The three accused, Major General Ali Mamlouk, head of general intelligence and state security, Jamil Hassan, director of the air force directorate, and Abdel Salam Mahmoud, director of the investigation branch of the air force intelligence service, are the highest-ranking Syrian regime officials ever to be brought to justice.

“The goal is to establish the responsibility of those who ordered these crimes. To show that everything stems from a policy decided at the highest level of the Syrian state, hence the classification as crimes against humanity” .

Clemence Bectarte

at franceinfo

On the stand, three Syrian survivors of Syrian prisons will testify openly. Among them, Mazen Darwish, Syrian lawyer and human rights defender, representative of the SCM, the Syrian Center for Media and Freedom of Expression, in exile in Paris. The man spent three years and eight months in Syrian jails. Like Mazen and Patrick Dabbagh, he was locked up and tortured in Mezzeh: “After days and days of daily torture, they thought I was dead and put me in the hangar“.

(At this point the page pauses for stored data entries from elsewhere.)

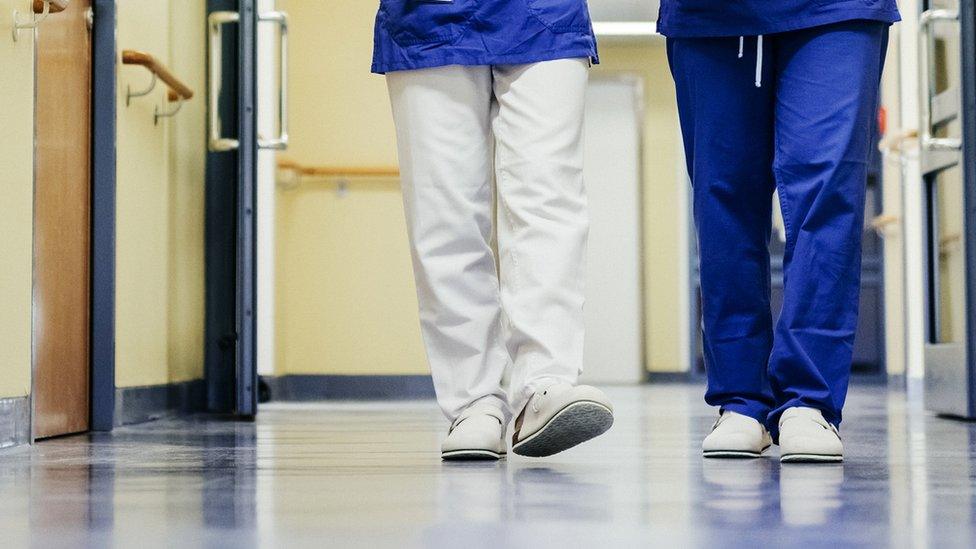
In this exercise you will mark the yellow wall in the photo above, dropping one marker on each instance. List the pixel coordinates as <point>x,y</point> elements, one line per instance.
<point>345,297</point>
<point>159,300</point>
<point>16,205</point>
<point>346,302</point>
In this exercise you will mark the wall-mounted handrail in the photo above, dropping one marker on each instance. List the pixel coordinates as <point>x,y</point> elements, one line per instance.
<point>341,174</point>
<point>339,171</point>
<point>54,7</point>
<point>157,69</point>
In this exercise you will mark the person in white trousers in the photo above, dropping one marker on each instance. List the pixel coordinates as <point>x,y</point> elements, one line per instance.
<point>491,159</point>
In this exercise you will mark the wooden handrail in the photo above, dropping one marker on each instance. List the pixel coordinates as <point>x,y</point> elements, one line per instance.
<point>339,171</point>
<point>56,6</point>
<point>133,57</point>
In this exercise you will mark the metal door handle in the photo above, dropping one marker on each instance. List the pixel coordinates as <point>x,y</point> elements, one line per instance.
<point>925,25</point>
<point>215,23</point>
<point>281,142</point>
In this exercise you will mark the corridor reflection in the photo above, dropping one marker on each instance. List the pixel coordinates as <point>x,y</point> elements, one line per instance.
<point>368,474</point>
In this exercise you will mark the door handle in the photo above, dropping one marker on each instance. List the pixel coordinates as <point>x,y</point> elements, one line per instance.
<point>279,143</point>
<point>926,22</point>
<point>216,142</point>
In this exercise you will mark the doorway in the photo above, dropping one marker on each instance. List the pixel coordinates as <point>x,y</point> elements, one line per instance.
<point>62,226</point>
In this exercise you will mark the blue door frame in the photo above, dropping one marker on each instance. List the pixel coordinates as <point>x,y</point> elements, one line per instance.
<point>102,347</point>
<point>230,368</point>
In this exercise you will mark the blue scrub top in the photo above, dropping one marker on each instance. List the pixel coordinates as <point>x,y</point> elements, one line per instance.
<point>417,34</point>
<point>717,18</point>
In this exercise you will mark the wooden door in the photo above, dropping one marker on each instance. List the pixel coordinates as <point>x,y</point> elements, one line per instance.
<point>61,223</point>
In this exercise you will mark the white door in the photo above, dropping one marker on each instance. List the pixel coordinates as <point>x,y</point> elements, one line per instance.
<point>614,320</point>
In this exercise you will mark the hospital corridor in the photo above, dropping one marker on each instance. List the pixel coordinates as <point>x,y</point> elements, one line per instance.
<point>487,273</point>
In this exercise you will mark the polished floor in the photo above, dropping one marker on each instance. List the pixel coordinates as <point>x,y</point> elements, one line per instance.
<point>369,475</point>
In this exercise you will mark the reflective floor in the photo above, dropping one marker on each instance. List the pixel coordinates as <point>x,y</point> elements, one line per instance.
<point>369,475</point>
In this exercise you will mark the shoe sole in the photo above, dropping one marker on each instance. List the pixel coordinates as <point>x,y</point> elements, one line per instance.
<point>811,458</point>
<point>472,455</point>
<point>574,424</point>
<point>734,454</point>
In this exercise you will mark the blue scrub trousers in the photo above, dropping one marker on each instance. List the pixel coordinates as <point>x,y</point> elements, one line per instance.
<point>806,130</point>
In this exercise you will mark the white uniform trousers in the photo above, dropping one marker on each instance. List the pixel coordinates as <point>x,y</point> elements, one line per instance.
<point>468,136</point>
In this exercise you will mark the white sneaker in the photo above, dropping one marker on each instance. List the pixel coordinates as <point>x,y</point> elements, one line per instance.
<point>736,436</point>
<point>559,418</point>
<point>805,436</point>
<point>477,434</point>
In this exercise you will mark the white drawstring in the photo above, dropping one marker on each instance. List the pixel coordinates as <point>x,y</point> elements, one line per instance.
<point>758,61</point>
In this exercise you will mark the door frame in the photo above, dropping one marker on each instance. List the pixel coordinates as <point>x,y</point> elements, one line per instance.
<point>230,368</point>
<point>103,183</point>
<point>967,16</point>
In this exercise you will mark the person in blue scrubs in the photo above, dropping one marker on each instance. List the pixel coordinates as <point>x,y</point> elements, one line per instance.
<point>488,100</point>
<point>778,95</point>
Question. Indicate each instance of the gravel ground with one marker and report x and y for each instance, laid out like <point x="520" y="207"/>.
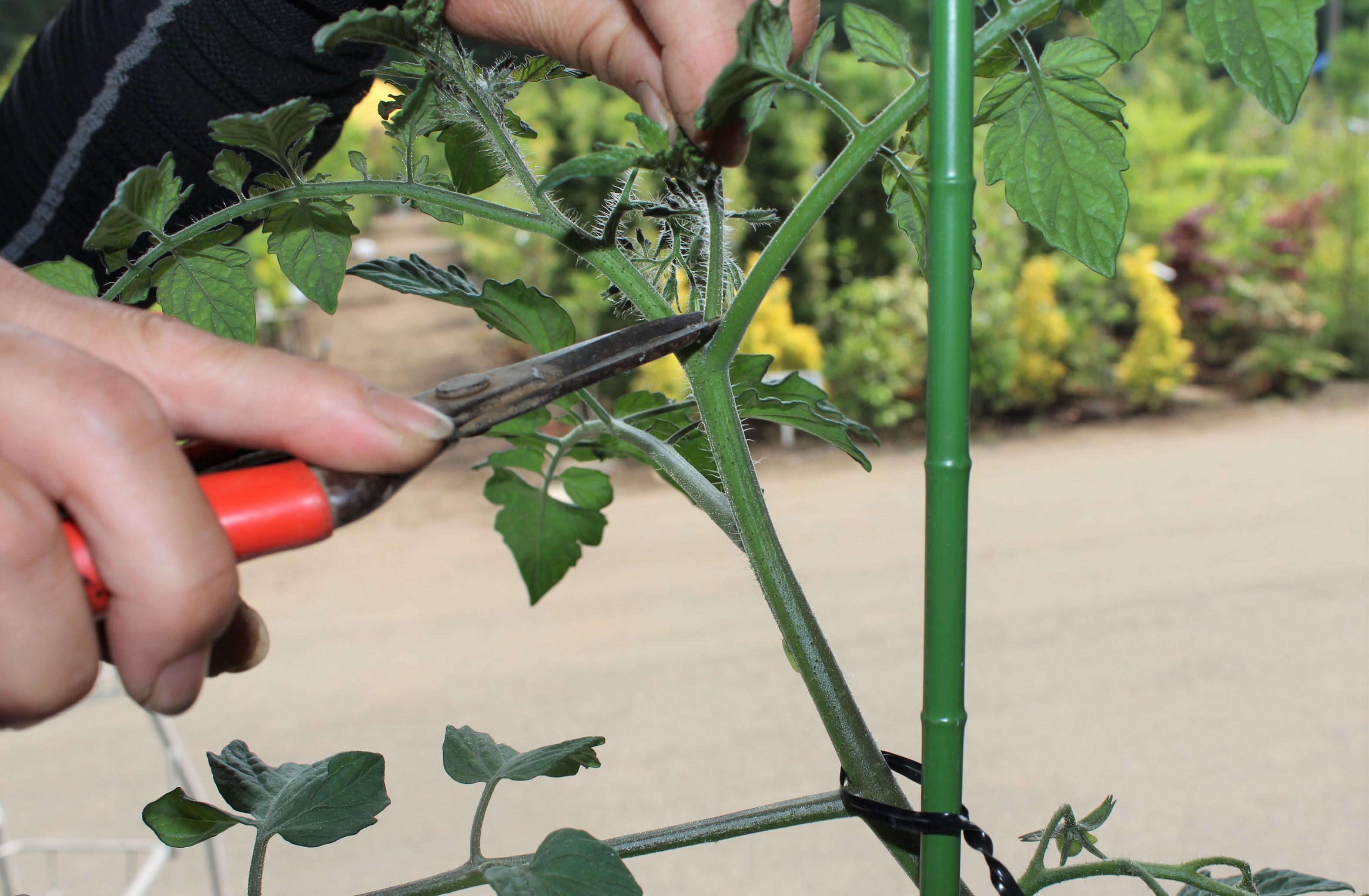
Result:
<point x="1172" y="611"/>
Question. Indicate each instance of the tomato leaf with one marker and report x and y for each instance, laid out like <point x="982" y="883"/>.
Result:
<point x="1056" y="144"/>
<point x="474" y="164"/>
<point x="231" y="171"/>
<point x="797" y="403"/>
<point x="877" y="39"/>
<point x="546" y="69"/>
<point x="210" y="288"/>
<point x="544" y="534"/>
<point x="515" y="310"/>
<point x="392" y="27"/>
<point x="1278" y="883"/>
<point x="180" y="821"/>
<point x="472" y="757"/>
<point x="812" y="58"/>
<point x="69" y="275"/>
<point x="523" y="458"/>
<point x="1267" y="46"/>
<point x="910" y="203"/>
<point x="280" y="133"/>
<point x="143" y="203"/>
<point x="306" y="805"/>
<point x="590" y="489"/>
<point x="311" y="240"/>
<point x="1125" y="25"/>
<point x="746" y="87"/>
<point x="604" y="163"/>
<point x="569" y="864"/>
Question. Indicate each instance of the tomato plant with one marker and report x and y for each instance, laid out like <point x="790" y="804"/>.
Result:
<point x="1054" y="136"/>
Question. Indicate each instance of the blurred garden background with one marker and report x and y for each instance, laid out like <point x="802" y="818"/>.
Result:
<point x="1245" y="269"/>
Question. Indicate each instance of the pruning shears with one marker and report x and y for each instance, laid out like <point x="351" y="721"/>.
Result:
<point x="270" y="501"/>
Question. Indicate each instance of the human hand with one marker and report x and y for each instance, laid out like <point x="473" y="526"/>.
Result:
<point x="94" y="398"/>
<point x="662" y="53"/>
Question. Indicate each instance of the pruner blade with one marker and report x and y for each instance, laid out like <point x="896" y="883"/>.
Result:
<point x="481" y="401"/>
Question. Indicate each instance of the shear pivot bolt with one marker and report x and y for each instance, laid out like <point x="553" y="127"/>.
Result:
<point x="463" y="386"/>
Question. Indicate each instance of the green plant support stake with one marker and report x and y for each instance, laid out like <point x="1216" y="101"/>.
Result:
<point x="948" y="431"/>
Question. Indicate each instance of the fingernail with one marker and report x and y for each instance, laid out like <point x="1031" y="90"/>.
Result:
<point x="410" y="416"/>
<point x="653" y="107"/>
<point x="178" y="685"/>
<point x="243" y="646"/>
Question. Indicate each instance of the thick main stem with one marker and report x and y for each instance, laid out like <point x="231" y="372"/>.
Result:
<point x="852" y="739"/>
<point x="951" y="247"/>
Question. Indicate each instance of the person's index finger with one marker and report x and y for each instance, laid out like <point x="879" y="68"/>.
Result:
<point x="241" y="395"/>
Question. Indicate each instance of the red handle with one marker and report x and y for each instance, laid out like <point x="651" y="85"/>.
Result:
<point x="263" y="509"/>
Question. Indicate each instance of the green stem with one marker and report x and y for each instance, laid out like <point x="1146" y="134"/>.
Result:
<point x="671" y="463"/>
<point x="478" y="821"/>
<point x="855" y="745"/>
<point x="788" y="814"/>
<point x="1186" y="873"/>
<point x="258" y="865"/>
<point x="343" y="189"/>
<point x="833" y="104"/>
<point x="496" y="128"/>
<point x="716" y="249"/>
<point x="838" y="176"/>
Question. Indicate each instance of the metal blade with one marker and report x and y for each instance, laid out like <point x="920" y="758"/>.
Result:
<point x="480" y="401"/>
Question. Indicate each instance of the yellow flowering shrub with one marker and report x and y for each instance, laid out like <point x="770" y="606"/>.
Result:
<point x="1042" y="333"/>
<point x="1156" y="363"/>
<point x="773" y="331"/>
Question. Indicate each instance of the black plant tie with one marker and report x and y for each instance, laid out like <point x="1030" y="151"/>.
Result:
<point x="911" y="821"/>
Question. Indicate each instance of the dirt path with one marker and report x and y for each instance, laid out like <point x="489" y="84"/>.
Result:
<point x="1170" y="611"/>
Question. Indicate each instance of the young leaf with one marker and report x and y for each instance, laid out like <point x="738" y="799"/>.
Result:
<point x="210" y="288"/>
<point x="141" y="204"/>
<point x="415" y="277"/>
<point x="1278" y="883"/>
<point x="569" y="864"/>
<point x="358" y="160"/>
<point x="231" y="170"/>
<point x="812" y="58"/>
<point x="392" y="27"/>
<point x="474" y="164"/>
<point x="1056" y="144"/>
<point x="794" y="401"/>
<point x="1125" y="25"/>
<point x="472" y="757"/>
<point x="523" y="458"/>
<point x="1001" y="59"/>
<point x="1267" y="46"/>
<point x="515" y="310"/>
<point x="280" y="133"/>
<point x="328" y="801"/>
<point x="544" y="69"/>
<point x="746" y="85"/>
<point x="877" y="39"/>
<point x="69" y="275"/>
<point x="910" y="203"/>
<point x="544" y="534"/>
<point x="597" y="164"/>
<point x="1077" y="57"/>
<point x="653" y="137"/>
<point x="590" y="489"/>
<point x="1095" y="820"/>
<point x="311" y="240"/>
<point x="248" y="784"/>
<point x="180" y="821"/>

Mazen Darwish was personally questioned by one of the three accused, Jamil Hassan, Bashar Al Assad’s inner circle: “Before starting to torture me, he said to me: “So, are you doing the documentation to take us to The Hague? There, I understood, it was a way of taking revenge, a way of destroying people and killing the opposition. There was not a moment in the course of the day that was not the subject of suffering and torture.

Mazen Darwish is due to testify in court these days. The lawyer is delighted that the trial will be translated into Arabic for the public: “It’s very important, justice is not just the verdict. Justice is the entire process. Translating the entire trial is very important so that the new generation in Syria learns what really happened“. In total, in recent years, eleven arrest warrants have been issued by the French justice system against Syrian dignitaries.